Ubisoft a poursuivi l'équipage: les droits de propriété contestés
Ubisoft a souligné que l'achat d'un jeu n'accorde pas aux joueurs des "droits de propriété sans entraves", mais plutôt une "licence limitée pour accéder au jeu". Cette déclaration vient en réponse à une action en justice intentée par deux joueurs insatisfaits de l'équipage , qui ont poursuivi l'entreprise après avoir arrêté le jeu de course original de l'année précédente.
La sortie en 2014, The Crew , est désormais injouable. Que le jeu ait été acheté physiquement ou numérique, et même s'il était déjà détenu, il ne peut pas être joué car les serveurs ont été complètement fermés fin mars 2024.
En revanche, Ubisoft a développé des versions hors ligne de l'équipage 2 et de sa suite, The Crew: Motorfest , permettant le jeu continu, mais aucune disposition de ce type n'a été faite pour le premier match.
À la fin de l'année dernière, deux joueurs ont déposé une plainte contre Ubisoft, affirmant qu'ils pensaient qu'ils "payaient pour posséder et posséder le jeu vidéo * l'équipage * au lieu de payer pour une licence limitée à utiliser * l'équipage *."Le procès a peint une image vivante, comparent la situation à l'achat d'un flipper, seulement pour le trouver dépouillé de ses composants essentiels des années plus tard.
Comme le souligne Polygon , les demandeurs ont fait valoir qu'Ubisoft avait violé la loi sur la fausse publicité, la loi sur la concurrence déloyale et la loi sur les recours juridiques des consommateurs, parallèlement aux allégations de fraude en common law et de violation de garantie. Ils ont également soutenu qu'Ubisoft avait contrevain la loi de l'État de la Californie sur les cartes-cadeaux, ce qui interdit les dates d'expiration.
Les plaignants ont présenté des preuves sous la forme d'images montrant le code d'activation de l'équipage , qui indique une date d'expiration de 2099, ce qui leur suggère que le jeu resterait bien joué dans le futur.
Ubisoft, cependant, réfute ces affirmations.
L'équipe juridique de l'entreprise a fait valoir: "Les plaignants allèguent avoir acheté des copies physiques de l'équipage sous la conviction qu'ils obtenaient un accès sans entrave au jeu à perpétuité. Ils s'opposent également à la décision d'Ubisoft de ne pas créer une option unique et hors ligne pour le jeu pour le jeu lorsque ses serveurs ont été fermés en mars 2024."

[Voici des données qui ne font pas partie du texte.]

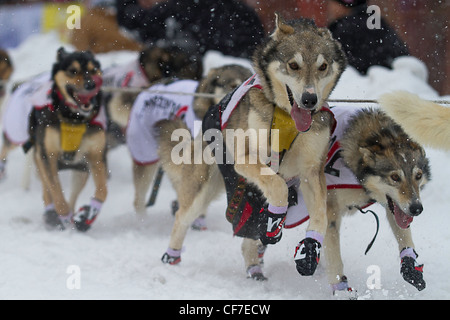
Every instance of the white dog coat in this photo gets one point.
(149, 108)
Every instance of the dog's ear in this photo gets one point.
(368, 155)
(61, 54)
(281, 28)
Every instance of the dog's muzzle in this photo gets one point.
(83, 97)
(301, 115)
(402, 218)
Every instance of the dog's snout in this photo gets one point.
(415, 209)
(309, 100)
(89, 84)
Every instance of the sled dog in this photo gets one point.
(153, 64)
(67, 130)
(296, 70)
(370, 159)
(151, 108)
(425, 121)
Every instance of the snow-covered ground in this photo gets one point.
(119, 258)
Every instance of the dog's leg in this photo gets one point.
(48, 172)
(332, 248)
(191, 206)
(97, 162)
(96, 158)
(142, 177)
(313, 187)
(410, 270)
(26, 177)
(79, 179)
(7, 146)
(251, 258)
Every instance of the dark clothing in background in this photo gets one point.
(228, 26)
(367, 47)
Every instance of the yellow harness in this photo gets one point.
(285, 128)
(71, 136)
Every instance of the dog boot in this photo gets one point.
(410, 270)
(275, 217)
(86, 215)
(171, 256)
(54, 221)
(307, 256)
(255, 272)
(261, 251)
(342, 290)
(199, 224)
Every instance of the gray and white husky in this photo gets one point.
(296, 70)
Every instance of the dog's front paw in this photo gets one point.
(412, 272)
(85, 217)
(275, 219)
(341, 290)
(53, 221)
(171, 256)
(307, 256)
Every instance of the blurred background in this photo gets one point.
(421, 24)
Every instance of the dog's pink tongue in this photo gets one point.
(403, 220)
(302, 118)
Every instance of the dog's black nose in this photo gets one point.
(309, 100)
(89, 84)
(416, 208)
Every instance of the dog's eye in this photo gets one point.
(323, 67)
(72, 72)
(294, 66)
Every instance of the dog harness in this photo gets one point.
(337, 174)
(18, 107)
(149, 108)
(245, 200)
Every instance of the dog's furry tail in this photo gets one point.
(426, 122)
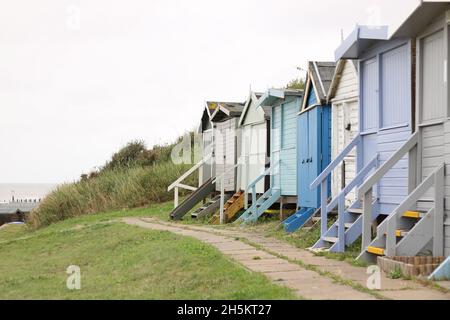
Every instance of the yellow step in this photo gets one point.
(412, 214)
(375, 250)
(400, 233)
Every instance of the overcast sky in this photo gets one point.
(81, 78)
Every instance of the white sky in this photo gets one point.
(72, 94)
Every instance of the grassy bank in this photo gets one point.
(111, 190)
(134, 177)
(118, 261)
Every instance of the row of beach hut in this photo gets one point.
(366, 144)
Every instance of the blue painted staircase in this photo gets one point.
(257, 208)
(298, 220)
(352, 225)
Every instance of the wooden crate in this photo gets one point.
(410, 266)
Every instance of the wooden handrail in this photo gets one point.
(189, 172)
(219, 178)
(324, 174)
(383, 169)
(372, 164)
(265, 173)
(435, 179)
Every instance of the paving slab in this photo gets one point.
(271, 257)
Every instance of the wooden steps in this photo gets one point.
(375, 250)
(414, 214)
(231, 208)
(356, 210)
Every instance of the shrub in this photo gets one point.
(134, 177)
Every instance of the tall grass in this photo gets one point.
(110, 190)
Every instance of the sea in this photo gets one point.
(24, 191)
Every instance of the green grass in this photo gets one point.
(110, 190)
(119, 261)
(272, 227)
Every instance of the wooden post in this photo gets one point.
(254, 200)
(391, 237)
(281, 209)
(175, 199)
(246, 183)
(222, 201)
(323, 208)
(341, 223)
(367, 220)
(438, 228)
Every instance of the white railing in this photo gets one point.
(365, 191)
(322, 181)
(222, 188)
(436, 180)
(176, 185)
(252, 186)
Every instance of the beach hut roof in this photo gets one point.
(337, 76)
(361, 38)
(420, 18)
(272, 96)
(252, 97)
(226, 110)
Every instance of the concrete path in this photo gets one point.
(311, 276)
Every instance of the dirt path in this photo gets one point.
(311, 276)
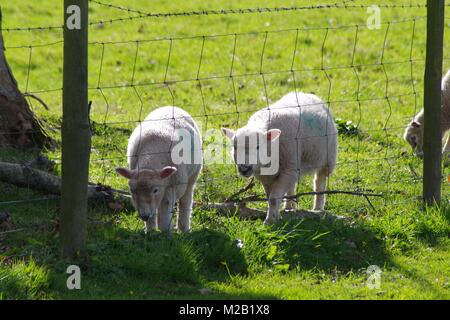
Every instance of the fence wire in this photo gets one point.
(221, 83)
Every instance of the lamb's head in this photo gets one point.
(250, 148)
(414, 136)
(147, 188)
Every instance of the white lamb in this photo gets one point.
(304, 128)
(156, 182)
(414, 131)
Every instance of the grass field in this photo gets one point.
(373, 78)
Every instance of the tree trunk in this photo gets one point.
(19, 127)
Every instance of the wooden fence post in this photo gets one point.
(76, 135)
(432, 171)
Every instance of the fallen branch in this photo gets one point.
(244, 212)
(27, 177)
(38, 99)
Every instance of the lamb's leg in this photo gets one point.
(150, 224)
(279, 189)
(291, 204)
(320, 185)
(185, 208)
(165, 215)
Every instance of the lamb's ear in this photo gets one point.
(124, 172)
(273, 134)
(167, 172)
(415, 124)
(228, 133)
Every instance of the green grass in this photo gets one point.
(296, 259)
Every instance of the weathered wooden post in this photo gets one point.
(76, 135)
(432, 170)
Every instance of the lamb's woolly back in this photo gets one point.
(151, 141)
(296, 114)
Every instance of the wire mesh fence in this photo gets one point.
(370, 75)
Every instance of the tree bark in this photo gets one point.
(19, 128)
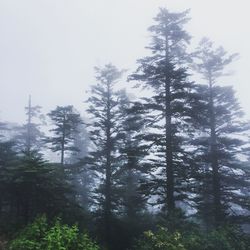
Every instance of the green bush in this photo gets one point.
(161, 240)
(41, 236)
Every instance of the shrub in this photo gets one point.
(41, 236)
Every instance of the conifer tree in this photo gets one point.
(66, 122)
(220, 142)
(105, 127)
(168, 109)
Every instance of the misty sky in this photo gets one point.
(48, 48)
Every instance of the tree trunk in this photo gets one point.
(168, 135)
(214, 159)
(107, 208)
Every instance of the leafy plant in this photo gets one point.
(41, 236)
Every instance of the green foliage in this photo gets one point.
(160, 240)
(41, 236)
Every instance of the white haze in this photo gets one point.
(48, 48)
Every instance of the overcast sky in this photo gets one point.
(48, 48)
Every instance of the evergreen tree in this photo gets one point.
(221, 132)
(104, 109)
(29, 136)
(66, 122)
(165, 74)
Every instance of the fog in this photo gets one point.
(48, 48)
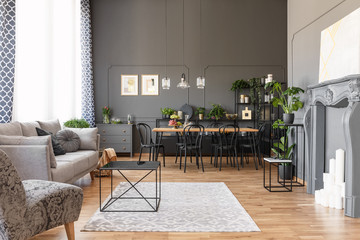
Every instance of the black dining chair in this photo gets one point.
(227, 138)
(214, 139)
(146, 141)
(250, 142)
(193, 136)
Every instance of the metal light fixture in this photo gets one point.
(200, 81)
(183, 84)
(165, 82)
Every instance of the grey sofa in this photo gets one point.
(33, 156)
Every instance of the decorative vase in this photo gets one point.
(106, 118)
(288, 118)
(288, 170)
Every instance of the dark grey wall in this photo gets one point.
(240, 39)
(306, 20)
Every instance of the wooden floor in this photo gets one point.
(290, 215)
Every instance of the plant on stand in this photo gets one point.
(288, 100)
(173, 122)
(166, 112)
(106, 114)
(217, 112)
(200, 111)
(283, 151)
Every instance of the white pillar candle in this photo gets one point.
(338, 201)
(332, 200)
(340, 166)
(332, 166)
(317, 196)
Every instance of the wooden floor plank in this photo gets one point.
(278, 215)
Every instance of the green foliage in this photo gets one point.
(239, 84)
(200, 110)
(217, 112)
(288, 99)
(167, 111)
(281, 150)
(77, 123)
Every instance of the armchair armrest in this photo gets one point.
(31, 161)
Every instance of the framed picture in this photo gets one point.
(129, 85)
(150, 85)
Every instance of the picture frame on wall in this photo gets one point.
(150, 84)
(129, 85)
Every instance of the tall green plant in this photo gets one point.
(77, 123)
(288, 100)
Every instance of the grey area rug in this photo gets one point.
(184, 207)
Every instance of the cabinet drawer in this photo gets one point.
(118, 147)
(114, 139)
(115, 129)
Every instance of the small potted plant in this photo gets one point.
(166, 112)
(217, 112)
(288, 100)
(106, 114)
(239, 85)
(173, 122)
(200, 111)
(283, 151)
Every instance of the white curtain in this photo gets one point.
(47, 62)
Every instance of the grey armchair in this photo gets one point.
(30, 207)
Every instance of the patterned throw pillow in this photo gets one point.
(58, 150)
(68, 140)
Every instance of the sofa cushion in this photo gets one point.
(37, 140)
(58, 150)
(11, 129)
(52, 126)
(29, 128)
(88, 137)
(80, 163)
(64, 172)
(68, 140)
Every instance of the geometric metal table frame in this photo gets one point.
(132, 165)
(283, 184)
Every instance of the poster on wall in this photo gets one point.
(129, 85)
(340, 48)
(149, 85)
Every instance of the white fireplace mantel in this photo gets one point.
(341, 93)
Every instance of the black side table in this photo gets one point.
(276, 162)
(149, 167)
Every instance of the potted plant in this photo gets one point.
(173, 122)
(166, 112)
(77, 123)
(239, 85)
(217, 112)
(106, 114)
(283, 151)
(200, 111)
(288, 100)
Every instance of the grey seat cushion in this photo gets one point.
(29, 128)
(69, 140)
(88, 137)
(52, 126)
(11, 129)
(58, 150)
(37, 140)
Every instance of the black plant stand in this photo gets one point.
(149, 167)
(283, 184)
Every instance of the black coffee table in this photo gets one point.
(149, 167)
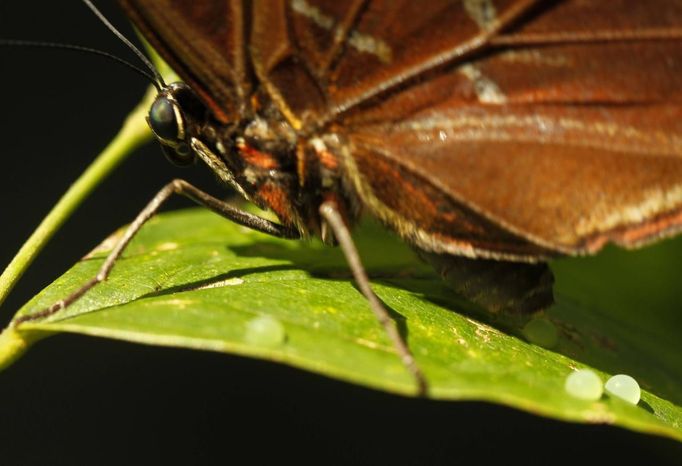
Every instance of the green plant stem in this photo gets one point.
(133, 134)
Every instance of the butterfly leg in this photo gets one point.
(331, 214)
(182, 188)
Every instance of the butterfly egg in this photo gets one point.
(624, 387)
(541, 332)
(584, 384)
(265, 331)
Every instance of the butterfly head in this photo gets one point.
(171, 115)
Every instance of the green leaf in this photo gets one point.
(191, 279)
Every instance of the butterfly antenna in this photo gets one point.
(79, 48)
(158, 81)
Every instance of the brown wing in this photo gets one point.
(566, 133)
(204, 41)
(530, 126)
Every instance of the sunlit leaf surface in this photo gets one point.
(191, 279)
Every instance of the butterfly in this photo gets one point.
(491, 135)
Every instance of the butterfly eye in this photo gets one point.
(163, 119)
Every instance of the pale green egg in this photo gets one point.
(265, 331)
(584, 384)
(624, 387)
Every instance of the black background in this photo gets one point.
(78, 400)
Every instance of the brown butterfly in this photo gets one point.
(492, 135)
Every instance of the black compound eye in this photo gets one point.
(162, 119)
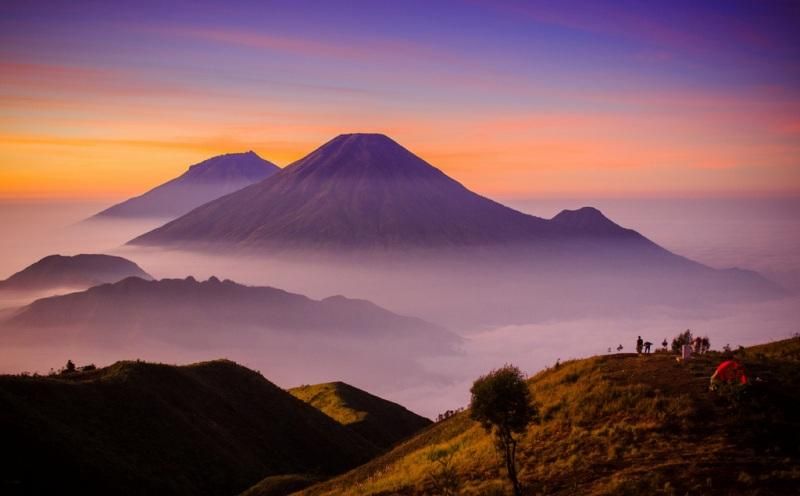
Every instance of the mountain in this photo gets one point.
(192, 312)
(357, 191)
(202, 183)
(377, 420)
(618, 424)
(143, 428)
(77, 272)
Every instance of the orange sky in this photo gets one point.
(582, 110)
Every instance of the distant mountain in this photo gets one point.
(202, 183)
(186, 311)
(76, 272)
(140, 428)
(357, 191)
(379, 421)
(591, 222)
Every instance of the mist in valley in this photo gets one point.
(531, 319)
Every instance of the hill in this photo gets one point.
(363, 201)
(203, 182)
(141, 428)
(190, 311)
(379, 421)
(77, 272)
(620, 424)
(361, 191)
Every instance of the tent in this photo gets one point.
(729, 371)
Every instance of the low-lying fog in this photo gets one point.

La réponse d'Ubisoft souligne que "l'essence de la plainte des plaignants est que Ubisoft aurait induit en erreur les acheteurs pour croire qu'ils achètent des droits de propriété sans entraves, plutôt qu'une licence limitée. Cependant, les consommateurs ont été explicitement informés au moment de l'achat qu'ils acquièrent une licence."
La société a en outre souligné que l'emballage pour les versions Xbox et PlayStation comprenait un avis de premier plan, dans toutes les lettres majuscules, déclarant qu'Ubisoft peut résilier l'accès aux fonctionnalités en ligne avec un préavis antérieur de 30 jours.
Ubisoft a déposé une requête en rejet de l'affaire. Si cette requête échoue et que le procès se poursuivait, les plaignants ont demandé un procès avec jury.
Notamment, les plates-formes comme Steam comportent désormais des avertissements explicites aux clients qu'ils achètent une licence, pas un jeu. Ce changement fait suite à une loi signée par le gouverneur californien Gavin Newsom, qui exige que les marchés numériques précisent que les clients achètent des licences aux médias, pas les médias eux-mêmes.
Bien que cette loi n'empêche pas les entreprises de retirer du contenu, elle garantit que les clients sont informés de la nature de leur achat avant de procéder.